De excentriek geklede, zeer Britse, Poppy (Sally Hawkins) is een bijna ziekelijk optimistische alleenstaande lerares van 30 jaar. Ze deelt reeds tien jaar een appartement met een bevriende lerares Zoe (Alexis Zegerman). Eigenlijk heeft Poppy een onbezorgd leventje. Maar het is niet zo dat ze niet verlangt naar een relatie. Het is gewoon nog niet op haar pad gekomen. En dat accepteert ze en gaat niet bij de pakken neer zitten. Als op een dag haar fiets wordt gestolen is ook dat een grapje waard. Ze besluit om rijlessen te gaan nemen. En deze scenes vormen de ruggegraat van de film en zijn ongetwijfeld de meest hilarische. Poppy en haar paranoïde rij-instructeur Scott (Eddie Marsan) zijn elkaars tegenpolen waarbij de laatste fenomenaal acteert. Uiteindelijk zal Scott een gevoelige bekentenis doen. En dan blijkt dat Poppy niet zo naief is als ze aan de oppervlakte uitstraalt. Haar voornaamste, en zo nu en dan meest irritante, karaktertrek is haar flauwe gevoel voor humor. En haar lachje. Desondanks is Hawkins in staat om Poppy zo nu en dan ontwapenend en daadkrachtig te laten zijn. Als een van haar leerlingen te maken krijgt met huiselijk geweld kan Poppy voortvarend optreden. Dat Leigh dit incident als vehikel gebruikt om Poppy aan een man te helpen is daarbij wel wat bitter.
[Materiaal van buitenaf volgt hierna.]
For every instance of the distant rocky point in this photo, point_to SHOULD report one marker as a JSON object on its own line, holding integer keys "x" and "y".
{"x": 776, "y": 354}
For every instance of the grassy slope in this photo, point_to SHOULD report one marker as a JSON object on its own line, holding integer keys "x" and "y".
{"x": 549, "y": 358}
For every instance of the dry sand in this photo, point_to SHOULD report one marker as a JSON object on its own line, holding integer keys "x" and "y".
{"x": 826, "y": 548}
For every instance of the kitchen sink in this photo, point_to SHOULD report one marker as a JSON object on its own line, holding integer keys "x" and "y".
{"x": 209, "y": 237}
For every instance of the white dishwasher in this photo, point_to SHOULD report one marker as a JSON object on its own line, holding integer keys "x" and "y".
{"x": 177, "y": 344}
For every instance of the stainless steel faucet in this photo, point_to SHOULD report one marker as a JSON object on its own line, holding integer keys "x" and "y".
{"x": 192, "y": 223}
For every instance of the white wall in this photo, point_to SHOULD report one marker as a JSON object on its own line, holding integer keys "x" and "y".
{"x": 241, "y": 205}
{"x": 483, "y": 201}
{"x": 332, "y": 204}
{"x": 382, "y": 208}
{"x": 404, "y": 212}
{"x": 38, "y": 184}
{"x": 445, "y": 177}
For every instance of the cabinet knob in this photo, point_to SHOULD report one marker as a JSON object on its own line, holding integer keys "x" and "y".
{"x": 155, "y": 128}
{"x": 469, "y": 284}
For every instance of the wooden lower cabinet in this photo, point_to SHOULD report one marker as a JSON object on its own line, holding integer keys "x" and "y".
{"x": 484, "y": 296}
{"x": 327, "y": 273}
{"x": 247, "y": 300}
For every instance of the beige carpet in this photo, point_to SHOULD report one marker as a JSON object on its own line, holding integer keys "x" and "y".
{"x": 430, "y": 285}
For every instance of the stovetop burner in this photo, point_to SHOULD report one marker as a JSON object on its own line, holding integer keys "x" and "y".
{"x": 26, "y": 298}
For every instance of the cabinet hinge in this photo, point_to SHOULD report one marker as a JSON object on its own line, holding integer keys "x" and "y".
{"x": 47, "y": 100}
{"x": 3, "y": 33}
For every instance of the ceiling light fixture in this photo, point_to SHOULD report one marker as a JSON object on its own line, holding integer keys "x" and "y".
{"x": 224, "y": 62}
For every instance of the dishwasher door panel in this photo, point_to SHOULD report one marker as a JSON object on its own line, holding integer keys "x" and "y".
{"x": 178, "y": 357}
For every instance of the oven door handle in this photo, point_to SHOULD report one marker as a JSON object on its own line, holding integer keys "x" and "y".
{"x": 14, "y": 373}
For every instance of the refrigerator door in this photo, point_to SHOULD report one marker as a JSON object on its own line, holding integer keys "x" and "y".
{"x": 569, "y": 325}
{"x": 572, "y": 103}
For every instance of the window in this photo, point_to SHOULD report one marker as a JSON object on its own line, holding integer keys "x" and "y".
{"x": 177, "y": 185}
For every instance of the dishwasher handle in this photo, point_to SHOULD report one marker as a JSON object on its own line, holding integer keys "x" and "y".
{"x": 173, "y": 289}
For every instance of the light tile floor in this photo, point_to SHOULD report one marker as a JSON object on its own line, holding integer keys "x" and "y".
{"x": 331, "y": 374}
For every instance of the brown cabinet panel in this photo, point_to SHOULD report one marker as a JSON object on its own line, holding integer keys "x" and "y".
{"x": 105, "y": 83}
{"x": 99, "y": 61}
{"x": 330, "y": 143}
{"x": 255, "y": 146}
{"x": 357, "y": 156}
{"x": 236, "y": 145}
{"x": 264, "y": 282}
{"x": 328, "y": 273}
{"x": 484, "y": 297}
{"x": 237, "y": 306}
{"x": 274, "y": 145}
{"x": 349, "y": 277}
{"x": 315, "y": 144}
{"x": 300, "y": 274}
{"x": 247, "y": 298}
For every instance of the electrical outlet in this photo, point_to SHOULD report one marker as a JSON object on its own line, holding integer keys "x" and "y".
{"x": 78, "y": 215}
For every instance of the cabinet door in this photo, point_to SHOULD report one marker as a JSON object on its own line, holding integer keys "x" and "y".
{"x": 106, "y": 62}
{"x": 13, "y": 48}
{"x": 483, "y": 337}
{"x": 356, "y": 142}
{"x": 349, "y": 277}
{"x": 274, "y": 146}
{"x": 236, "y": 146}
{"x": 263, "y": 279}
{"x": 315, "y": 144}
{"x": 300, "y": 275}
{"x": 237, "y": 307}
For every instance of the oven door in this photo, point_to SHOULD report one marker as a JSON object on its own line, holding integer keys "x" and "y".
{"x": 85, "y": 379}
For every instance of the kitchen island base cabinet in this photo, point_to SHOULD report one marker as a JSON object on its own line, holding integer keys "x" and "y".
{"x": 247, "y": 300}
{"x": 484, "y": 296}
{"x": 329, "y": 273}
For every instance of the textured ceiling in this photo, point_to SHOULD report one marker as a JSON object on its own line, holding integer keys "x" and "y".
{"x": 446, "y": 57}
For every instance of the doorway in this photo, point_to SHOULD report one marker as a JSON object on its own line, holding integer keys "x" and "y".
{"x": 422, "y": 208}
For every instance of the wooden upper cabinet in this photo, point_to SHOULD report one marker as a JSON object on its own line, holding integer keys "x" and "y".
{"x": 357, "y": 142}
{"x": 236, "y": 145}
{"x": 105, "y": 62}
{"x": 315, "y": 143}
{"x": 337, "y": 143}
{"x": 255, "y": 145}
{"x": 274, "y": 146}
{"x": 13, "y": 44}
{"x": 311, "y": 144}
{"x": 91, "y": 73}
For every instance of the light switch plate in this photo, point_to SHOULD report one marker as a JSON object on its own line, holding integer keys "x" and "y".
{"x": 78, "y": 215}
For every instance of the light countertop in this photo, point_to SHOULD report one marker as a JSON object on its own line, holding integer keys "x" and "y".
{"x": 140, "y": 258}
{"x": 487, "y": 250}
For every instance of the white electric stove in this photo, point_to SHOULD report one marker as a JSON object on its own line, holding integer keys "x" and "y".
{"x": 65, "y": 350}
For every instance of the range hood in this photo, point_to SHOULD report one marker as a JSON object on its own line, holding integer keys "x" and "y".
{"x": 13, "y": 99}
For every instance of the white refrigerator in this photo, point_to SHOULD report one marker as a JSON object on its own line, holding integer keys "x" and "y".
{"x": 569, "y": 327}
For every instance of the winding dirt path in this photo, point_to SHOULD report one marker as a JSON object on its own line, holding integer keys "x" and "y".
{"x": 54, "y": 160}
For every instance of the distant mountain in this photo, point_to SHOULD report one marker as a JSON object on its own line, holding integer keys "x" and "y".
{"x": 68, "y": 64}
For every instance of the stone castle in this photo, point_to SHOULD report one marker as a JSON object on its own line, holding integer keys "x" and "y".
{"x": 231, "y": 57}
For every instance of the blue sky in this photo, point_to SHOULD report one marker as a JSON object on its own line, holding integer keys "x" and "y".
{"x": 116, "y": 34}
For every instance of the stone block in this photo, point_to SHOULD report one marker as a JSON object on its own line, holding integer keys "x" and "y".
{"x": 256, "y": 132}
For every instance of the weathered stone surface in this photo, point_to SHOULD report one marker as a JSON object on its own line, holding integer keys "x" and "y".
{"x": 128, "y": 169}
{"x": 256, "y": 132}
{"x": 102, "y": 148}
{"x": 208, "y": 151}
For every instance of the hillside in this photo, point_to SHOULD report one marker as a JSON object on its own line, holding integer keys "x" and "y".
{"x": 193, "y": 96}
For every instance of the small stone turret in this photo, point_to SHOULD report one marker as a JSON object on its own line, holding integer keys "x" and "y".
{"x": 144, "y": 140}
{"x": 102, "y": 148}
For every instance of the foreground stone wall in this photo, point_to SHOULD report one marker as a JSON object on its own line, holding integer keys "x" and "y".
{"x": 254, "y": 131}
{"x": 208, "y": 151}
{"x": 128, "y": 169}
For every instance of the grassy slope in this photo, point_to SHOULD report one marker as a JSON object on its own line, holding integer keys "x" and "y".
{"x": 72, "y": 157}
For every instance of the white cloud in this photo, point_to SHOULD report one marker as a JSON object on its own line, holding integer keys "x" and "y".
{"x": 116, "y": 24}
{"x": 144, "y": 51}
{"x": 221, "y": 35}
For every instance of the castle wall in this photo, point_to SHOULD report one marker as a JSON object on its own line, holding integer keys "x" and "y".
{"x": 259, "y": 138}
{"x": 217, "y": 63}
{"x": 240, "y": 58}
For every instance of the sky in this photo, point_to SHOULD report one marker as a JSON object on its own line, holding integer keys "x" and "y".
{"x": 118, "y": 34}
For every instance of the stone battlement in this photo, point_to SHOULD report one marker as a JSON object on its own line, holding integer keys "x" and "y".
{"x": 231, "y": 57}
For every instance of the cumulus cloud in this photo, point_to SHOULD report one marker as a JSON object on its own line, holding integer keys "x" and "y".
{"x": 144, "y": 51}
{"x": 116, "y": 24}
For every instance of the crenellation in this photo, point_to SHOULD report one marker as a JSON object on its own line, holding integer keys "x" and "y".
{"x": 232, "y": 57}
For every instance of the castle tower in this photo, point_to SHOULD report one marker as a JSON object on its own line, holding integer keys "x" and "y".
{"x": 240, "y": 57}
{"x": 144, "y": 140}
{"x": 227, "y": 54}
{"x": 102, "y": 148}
Happy-Go-Lucky is een film die voortkabbelt. Waarschijnlijk ligt er heel wat gesneuveld materiaal op de vloer van de montagesuite. Een echt plot is er niet. De dialogen zijn bijna cartoonesk. Mike Leigh wordt terecht een ‘sociaal realist’ genoemd. Dit betekent overigens niet dat Leigh’s werk documentair aandoet. Leigh blijft daar te gestileerd voor. Dit is onder andere zichtbaar in het camerawerk van Dick Pope. Een voorbeeld daarvan is het strakke kader in de trampolinescene waar Poppy in en uit het beeld springt. Het kleurenpalet van Happy-Go-Lucky is vrolijk. De zon schijnt altijd en er is bijna nooit een wolkje in de lucht. Tijdens het 2008 Film Festival van Berlijn, waar Hawkins voor haar rol als Poppy een Gouden Beer in ontvangst mocht nemen, verklaarde Leigh dat hij ‘een film wilde maken over wat miljoenen mensen doen. En dat het niet allemaal ellende is in de wereld.’ Een opmerkelijke uitspraak van een regisseur die Naked (1993) regisseerde, in veel opzichten de tegenhanger van Happy-Go-Lucky.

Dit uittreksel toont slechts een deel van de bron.